Mica is one of the most important mineral ingredients in cosmetics, used widely to add shimmer and sparkle. Micas use light reflection, refraction, and transmission to exhibit their effects much like a prism creates various colors as light passes through it. Wet-ground mica, which retains the brilliance, is used . In the cosmetics industry. Its reflective and refractive properties make mica an important ingredient in blushes, eye liner, eye shadow, foundation, hair and body glitter, lipstick, lip gloss, mascara, moisturizing lotions, and nail polish. Some brands of toothpaste include powdered white mica. This acts as a mild abrasive to aid polishing of the tooth surface, and also adds a cosmetically pleasing, glittery shimmer to the paste.

Until the 19th century, large crystals of mica were quite rare and expensive as a result of the limited supply in Europe. However, their price dramatically dropped when large reserves were found and mined in Africa and South America during the early 19th century. The largest documented single crystal of mica was found in Lacey Mine, Ontario, Canada

The British Geological Survey reported that as of 2005, Koderma district in Jharkhand state in India had the largest deposits of mica in the world. China was the top producer of mica with almost a third of the global share, closely followed by the US, South Korea and Canada.

The down side of MICA

According to a March 2018 report from the Switzerland-based nongovernmental organization Terre des Hommes (TDH), an estimated 22,000 children work in mica mines in India, where about a quarter of the world's supply is extracted.

Claire van Bekkum, who heads the mica team for TDH, which produced those television spots, has visited the Indian states of Bihar and Jharkhand, the country's so-called mica belt. "You arrive in some remote villages and everything is sparkling - the ground, the hair of the children," she says. She's watched kids flee into the forest, leaving small tools scattered on the ground next to baskets of flaked shards. While Indian law prohibits children under 18 from working in hazardous industries, 70 percent of India's mica mines are operated illegally, by a mafia of sorts whose members have no qualms about using child labor - and don't take kindly to inquisitive outsiders. Interviews with workers and local communities discovered children were not only risking their health by working in abandoned "ghost" mines off official radars, but they were dying in the unregulated, crumbling mines, with 20 documented mica-related deaths in a single month.

Though it uses only 18 percent of the mica mined globally each year, the beauty industry is leading the charge to clean things up.
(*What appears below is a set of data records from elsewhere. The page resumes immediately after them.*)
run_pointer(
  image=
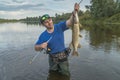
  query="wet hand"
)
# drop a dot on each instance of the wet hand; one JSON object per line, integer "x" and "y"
{"x": 44, "y": 45}
{"x": 76, "y": 7}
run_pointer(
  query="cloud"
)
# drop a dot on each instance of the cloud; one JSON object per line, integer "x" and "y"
{"x": 18, "y": 1}
{"x": 13, "y": 7}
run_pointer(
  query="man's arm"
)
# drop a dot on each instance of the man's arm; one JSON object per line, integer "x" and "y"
{"x": 69, "y": 22}
{"x": 39, "y": 47}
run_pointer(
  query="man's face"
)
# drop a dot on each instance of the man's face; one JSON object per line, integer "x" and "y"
{"x": 48, "y": 23}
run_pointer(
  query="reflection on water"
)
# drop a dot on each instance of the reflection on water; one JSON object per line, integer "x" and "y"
{"x": 52, "y": 75}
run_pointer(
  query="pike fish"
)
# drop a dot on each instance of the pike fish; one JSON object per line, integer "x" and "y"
{"x": 75, "y": 34}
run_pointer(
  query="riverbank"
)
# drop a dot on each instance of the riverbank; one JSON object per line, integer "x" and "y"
{"x": 90, "y": 65}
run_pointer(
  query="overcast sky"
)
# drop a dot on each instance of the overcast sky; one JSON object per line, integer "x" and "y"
{"x": 17, "y": 9}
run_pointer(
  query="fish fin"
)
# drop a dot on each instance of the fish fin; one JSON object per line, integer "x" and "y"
{"x": 80, "y": 25}
{"x": 70, "y": 45}
{"x": 80, "y": 35}
{"x": 79, "y": 46}
{"x": 75, "y": 53}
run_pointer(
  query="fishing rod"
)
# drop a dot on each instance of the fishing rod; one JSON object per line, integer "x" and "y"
{"x": 38, "y": 53}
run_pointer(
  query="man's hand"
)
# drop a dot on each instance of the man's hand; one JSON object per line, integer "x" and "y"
{"x": 76, "y": 7}
{"x": 41, "y": 46}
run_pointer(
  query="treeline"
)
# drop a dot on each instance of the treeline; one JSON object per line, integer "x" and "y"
{"x": 104, "y": 8}
{"x": 8, "y": 20}
{"x": 106, "y": 11}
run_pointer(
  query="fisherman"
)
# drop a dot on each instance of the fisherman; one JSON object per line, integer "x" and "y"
{"x": 53, "y": 39}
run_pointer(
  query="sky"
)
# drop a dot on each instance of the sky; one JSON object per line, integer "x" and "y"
{"x": 18, "y": 9}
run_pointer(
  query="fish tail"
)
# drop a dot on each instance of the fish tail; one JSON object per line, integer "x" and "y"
{"x": 79, "y": 46}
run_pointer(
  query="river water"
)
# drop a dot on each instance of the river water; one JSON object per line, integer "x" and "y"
{"x": 99, "y": 56}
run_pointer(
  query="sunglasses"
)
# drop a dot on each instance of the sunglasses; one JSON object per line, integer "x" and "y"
{"x": 44, "y": 17}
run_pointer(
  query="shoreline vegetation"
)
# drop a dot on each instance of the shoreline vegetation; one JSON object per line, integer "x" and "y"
{"x": 85, "y": 19}
{"x": 98, "y": 12}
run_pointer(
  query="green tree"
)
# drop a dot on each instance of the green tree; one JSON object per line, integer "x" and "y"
{"x": 102, "y": 8}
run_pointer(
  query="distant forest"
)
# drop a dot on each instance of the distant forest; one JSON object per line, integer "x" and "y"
{"x": 106, "y": 11}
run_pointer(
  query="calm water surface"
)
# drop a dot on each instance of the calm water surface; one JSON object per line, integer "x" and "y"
{"x": 99, "y": 56}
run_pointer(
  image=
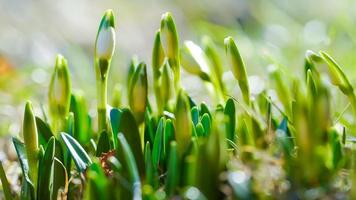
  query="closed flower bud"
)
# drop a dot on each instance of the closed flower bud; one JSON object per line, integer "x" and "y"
{"x": 183, "y": 123}
{"x": 59, "y": 92}
{"x": 237, "y": 67}
{"x": 166, "y": 83}
{"x": 157, "y": 54}
{"x": 105, "y": 39}
{"x": 31, "y": 142}
{"x": 169, "y": 36}
{"x": 194, "y": 60}
{"x": 138, "y": 92}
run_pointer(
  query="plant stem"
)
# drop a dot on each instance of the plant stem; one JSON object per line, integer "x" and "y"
{"x": 101, "y": 86}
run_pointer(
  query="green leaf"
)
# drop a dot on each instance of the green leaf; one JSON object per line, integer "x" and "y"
{"x": 206, "y": 122}
{"x": 80, "y": 157}
{"x": 237, "y": 67}
{"x": 168, "y": 136}
{"x": 129, "y": 159}
{"x": 204, "y": 109}
{"x": 173, "y": 170}
{"x": 45, "y": 177}
{"x": 157, "y": 63}
{"x": 115, "y": 116}
{"x": 116, "y": 100}
{"x": 200, "y": 130}
{"x": 149, "y": 126}
{"x": 195, "y": 115}
{"x": 284, "y": 138}
{"x": 151, "y": 172}
{"x": 138, "y": 91}
{"x": 230, "y": 112}
{"x": 129, "y": 129}
{"x": 78, "y": 107}
{"x": 5, "y": 183}
{"x": 103, "y": 144}
{"x": 166, "y": 86}
{"x": 157, "y": 150}
{"x": 336, "y": 74}
{"x": 98, "y": 184}
{"x": 60, "y": 178}
{"x": 27, "y": 189}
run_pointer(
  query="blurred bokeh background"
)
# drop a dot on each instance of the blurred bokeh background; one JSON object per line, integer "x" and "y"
{"x": 32, "y": 32}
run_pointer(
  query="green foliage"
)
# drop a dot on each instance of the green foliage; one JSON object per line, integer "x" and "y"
{"x": 294, "y": 144}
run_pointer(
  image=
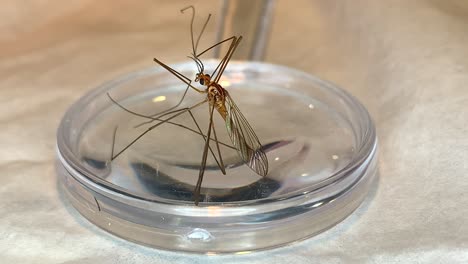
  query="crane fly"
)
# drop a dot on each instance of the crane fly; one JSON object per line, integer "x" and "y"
{"x": 243, "y": 137}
Many companies have begun replacing the natural mica in its products with a lab-made version called synthetic fluorphlogopite. The ingredient, created by extracting silicate crystals from other minerals processed at high temperatures, exhibit a superior lustrous sparkling effect and high color purity. Super smooth with pleasant slip and excellent payoff, they provide high compressibility and superior binding performance. Synthetic Micas comply with global cosmetic regulations and are also extremely popular for industrial applications such as auto paint and nail lacquers.

What can you do?

Contact your product manufacturer and request that they disclose the source of their mica.